Yesterday, the Ms. blog proposed that instead of Mother's Day, we celebrate Caretaker's Day. Premilla Nadasen wrote that Mother's Day defines women and mothers through an over-sentimentalized myth of selflessness. If what we're celebrating is giving to and caring for those who need it, then there are many others who deserve a day of flowers and breakfast in bed. She writes that siblings, neighbors, and friends all take care of the neediest, and that is increasingly true as the social safety net stretches to the breaking point.

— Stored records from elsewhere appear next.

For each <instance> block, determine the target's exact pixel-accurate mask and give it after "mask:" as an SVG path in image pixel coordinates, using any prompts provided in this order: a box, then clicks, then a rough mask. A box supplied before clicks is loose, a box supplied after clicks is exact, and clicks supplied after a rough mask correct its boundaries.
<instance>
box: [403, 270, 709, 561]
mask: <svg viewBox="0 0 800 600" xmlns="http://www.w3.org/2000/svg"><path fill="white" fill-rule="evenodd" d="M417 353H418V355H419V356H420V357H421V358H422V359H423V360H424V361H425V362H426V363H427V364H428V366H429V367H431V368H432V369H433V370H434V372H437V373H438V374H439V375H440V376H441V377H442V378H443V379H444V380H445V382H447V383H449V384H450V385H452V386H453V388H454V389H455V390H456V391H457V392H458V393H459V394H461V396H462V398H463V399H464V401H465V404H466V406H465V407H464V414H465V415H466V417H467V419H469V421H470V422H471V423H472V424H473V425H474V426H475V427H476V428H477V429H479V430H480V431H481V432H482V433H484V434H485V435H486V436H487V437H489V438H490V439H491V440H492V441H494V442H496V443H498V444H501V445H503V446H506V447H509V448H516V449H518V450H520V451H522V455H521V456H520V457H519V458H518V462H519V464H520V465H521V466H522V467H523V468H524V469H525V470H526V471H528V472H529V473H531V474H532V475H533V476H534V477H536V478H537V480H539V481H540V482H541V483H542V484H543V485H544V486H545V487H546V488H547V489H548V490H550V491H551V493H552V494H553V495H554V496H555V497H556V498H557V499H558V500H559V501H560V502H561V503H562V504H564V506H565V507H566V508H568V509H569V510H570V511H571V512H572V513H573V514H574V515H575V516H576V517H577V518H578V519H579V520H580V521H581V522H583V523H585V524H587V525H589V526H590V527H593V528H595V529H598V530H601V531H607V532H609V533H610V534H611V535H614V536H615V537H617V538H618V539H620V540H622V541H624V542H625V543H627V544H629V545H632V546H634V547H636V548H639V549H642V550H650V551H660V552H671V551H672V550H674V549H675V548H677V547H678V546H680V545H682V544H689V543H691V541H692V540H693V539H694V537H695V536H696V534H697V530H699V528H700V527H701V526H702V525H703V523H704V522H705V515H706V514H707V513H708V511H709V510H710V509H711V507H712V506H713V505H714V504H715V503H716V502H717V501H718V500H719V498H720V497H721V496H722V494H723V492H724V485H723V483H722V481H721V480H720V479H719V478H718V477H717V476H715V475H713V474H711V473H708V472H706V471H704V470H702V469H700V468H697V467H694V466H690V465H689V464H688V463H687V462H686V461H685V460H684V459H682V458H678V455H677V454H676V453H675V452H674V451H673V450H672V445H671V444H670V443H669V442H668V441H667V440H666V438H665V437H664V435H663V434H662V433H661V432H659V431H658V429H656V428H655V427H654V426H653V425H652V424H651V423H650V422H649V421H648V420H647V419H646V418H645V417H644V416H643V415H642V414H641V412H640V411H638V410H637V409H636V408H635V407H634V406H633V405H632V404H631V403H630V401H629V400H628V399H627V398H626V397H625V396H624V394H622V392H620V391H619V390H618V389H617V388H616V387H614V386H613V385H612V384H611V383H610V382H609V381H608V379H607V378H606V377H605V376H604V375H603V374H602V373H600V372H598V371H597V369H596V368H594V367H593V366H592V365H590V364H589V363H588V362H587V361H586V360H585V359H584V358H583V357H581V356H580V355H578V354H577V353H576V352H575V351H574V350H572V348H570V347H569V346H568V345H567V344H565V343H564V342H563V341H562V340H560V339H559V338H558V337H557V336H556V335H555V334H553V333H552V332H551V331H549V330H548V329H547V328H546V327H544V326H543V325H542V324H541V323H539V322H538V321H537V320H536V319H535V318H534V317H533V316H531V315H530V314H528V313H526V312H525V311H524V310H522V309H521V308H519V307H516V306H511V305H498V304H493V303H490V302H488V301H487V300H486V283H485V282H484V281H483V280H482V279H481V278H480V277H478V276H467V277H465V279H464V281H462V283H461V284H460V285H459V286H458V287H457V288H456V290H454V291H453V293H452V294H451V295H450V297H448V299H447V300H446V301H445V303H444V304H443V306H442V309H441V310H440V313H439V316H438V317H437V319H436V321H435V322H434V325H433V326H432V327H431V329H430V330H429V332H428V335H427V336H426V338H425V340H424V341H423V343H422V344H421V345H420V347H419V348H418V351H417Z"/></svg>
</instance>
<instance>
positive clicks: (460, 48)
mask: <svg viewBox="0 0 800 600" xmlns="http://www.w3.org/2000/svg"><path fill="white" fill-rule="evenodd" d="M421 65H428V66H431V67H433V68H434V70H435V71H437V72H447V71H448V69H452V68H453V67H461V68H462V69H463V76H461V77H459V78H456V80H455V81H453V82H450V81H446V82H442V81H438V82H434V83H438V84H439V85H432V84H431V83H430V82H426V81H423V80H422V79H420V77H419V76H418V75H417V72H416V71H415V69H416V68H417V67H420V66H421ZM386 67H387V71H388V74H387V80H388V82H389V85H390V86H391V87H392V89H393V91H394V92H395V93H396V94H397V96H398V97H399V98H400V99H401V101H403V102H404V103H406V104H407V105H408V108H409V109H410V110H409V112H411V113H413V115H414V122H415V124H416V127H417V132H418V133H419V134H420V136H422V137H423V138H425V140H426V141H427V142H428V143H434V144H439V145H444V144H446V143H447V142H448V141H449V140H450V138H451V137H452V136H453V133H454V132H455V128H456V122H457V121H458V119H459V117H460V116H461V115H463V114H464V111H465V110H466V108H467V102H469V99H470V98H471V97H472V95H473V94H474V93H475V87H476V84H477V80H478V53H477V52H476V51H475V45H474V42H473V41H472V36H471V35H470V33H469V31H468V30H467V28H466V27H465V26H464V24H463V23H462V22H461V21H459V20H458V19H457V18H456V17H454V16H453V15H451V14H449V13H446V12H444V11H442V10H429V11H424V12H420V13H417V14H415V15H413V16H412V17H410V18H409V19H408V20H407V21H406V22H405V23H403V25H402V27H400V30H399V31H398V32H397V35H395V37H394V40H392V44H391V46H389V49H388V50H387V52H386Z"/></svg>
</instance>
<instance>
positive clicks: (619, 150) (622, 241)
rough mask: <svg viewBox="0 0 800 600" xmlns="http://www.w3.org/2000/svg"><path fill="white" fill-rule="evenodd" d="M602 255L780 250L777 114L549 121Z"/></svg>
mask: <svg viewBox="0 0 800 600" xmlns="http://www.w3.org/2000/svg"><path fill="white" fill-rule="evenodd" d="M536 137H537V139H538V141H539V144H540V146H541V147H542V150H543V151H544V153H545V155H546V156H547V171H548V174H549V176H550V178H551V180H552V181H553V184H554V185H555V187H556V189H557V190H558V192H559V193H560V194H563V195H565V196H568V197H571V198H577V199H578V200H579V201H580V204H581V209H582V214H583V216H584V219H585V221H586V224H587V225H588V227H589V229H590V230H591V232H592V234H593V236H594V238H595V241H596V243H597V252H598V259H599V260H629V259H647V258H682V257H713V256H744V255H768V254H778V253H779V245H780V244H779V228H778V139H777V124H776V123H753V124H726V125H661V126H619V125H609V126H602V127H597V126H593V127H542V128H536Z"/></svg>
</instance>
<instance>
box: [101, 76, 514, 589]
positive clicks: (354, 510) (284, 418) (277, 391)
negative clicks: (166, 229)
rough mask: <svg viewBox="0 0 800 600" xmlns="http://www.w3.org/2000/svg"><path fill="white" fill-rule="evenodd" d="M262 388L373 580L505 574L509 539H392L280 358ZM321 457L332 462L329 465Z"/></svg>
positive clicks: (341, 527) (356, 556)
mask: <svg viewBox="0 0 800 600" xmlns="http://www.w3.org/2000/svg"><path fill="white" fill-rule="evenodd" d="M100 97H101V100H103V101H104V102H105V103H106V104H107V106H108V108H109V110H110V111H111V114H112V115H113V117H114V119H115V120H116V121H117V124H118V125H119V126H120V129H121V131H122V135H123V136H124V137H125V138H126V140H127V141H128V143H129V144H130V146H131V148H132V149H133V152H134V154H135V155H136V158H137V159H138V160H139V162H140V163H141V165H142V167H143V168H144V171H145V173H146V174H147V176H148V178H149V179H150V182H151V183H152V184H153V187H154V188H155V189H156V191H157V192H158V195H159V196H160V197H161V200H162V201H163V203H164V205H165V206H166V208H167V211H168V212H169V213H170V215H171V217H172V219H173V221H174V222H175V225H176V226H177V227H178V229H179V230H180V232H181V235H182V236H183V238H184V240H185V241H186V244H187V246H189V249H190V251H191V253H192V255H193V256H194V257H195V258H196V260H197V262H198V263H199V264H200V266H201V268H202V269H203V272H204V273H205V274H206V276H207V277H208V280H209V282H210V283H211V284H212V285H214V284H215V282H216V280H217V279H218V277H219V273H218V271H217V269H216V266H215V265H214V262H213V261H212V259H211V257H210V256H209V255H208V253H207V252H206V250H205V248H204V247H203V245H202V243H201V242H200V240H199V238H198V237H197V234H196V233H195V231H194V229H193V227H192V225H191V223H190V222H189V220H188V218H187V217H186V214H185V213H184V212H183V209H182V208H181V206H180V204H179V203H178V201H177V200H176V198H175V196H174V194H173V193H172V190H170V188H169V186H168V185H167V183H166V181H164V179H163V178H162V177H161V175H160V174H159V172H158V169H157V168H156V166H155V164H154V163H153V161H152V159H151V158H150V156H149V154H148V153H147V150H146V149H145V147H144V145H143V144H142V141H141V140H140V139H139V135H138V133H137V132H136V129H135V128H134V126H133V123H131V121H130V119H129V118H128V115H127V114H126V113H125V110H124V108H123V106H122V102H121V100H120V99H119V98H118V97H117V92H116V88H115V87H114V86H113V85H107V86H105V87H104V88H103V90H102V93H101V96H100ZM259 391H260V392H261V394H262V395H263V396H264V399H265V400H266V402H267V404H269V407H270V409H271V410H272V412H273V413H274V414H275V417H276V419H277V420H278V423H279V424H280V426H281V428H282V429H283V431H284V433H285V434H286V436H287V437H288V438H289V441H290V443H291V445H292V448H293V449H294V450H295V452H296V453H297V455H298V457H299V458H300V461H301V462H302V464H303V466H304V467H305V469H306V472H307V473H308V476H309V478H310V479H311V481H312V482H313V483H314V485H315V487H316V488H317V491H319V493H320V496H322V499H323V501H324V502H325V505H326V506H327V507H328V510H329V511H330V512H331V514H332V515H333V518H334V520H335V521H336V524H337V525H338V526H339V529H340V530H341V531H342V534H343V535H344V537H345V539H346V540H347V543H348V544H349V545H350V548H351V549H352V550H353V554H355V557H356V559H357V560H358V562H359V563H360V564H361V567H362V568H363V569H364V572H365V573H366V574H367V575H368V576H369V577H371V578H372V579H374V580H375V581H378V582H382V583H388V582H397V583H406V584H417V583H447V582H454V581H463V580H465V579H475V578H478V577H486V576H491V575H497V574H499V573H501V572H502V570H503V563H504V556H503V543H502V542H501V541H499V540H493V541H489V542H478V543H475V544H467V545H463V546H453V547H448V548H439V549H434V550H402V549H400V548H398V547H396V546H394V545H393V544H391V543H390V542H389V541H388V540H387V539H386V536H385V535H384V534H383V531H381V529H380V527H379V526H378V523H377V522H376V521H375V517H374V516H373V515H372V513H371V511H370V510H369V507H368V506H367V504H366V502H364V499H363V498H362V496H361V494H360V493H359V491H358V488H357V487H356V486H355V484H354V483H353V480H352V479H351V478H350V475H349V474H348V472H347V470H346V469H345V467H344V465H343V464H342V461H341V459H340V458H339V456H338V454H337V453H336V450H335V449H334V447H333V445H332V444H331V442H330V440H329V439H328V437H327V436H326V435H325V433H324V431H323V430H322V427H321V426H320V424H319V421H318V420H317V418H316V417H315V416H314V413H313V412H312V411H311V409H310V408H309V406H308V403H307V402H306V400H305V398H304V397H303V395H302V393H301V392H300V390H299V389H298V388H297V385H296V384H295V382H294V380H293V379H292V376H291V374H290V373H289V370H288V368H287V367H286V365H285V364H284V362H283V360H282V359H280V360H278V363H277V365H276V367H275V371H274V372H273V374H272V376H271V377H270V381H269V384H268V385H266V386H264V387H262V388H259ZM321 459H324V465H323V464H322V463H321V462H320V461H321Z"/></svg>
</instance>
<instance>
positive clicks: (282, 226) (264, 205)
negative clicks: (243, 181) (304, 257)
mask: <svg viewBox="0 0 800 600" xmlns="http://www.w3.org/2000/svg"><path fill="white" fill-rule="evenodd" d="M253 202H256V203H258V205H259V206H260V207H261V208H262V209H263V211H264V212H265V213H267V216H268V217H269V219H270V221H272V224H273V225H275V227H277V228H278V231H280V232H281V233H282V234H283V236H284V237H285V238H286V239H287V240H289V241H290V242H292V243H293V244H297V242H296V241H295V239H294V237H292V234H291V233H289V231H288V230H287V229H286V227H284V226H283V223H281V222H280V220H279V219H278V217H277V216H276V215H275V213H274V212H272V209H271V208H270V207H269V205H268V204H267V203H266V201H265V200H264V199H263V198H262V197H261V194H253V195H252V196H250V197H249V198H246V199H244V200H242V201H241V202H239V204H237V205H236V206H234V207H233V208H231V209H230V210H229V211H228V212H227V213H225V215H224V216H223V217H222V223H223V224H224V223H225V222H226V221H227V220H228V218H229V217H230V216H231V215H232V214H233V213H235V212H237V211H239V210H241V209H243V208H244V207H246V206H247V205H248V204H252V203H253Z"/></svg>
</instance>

I agree completely with her points, but I would say that what we also need is a mother's day of an entirely different sort. It's fair to say that a lot of the gender discrimination and wage disparity we see in the workplace -- the wage disparity especially -- amounts to a tax on childbearing. Compared to childless women, mothers are 79 percent less likely to be hired for jobs. And women with children make 60 cents on the dollar that men make, while childless women make 80 cents. Until health-care reform passed, women were charged higher premiums on health insurance than men, partly because women as a whole receive more medical care. Some of that is related to regular gynecological visits, birth control, and pre-natal and maternity care. That doesn't count the opportunity costs of taking time off work to recover or spend with a newborn or the fact that taking care of children still falls disproportionately on women. The burden is especially high for single parents, 84 percent of whom are mothers.
So while we praise mothers for their sacrifices, the truth is many sacrifices are not voluntary. A real Mother's Day would be one in which we work to end this disparity between how financially devastating it is to become a mother, compared with how relatively painless it is to become a father.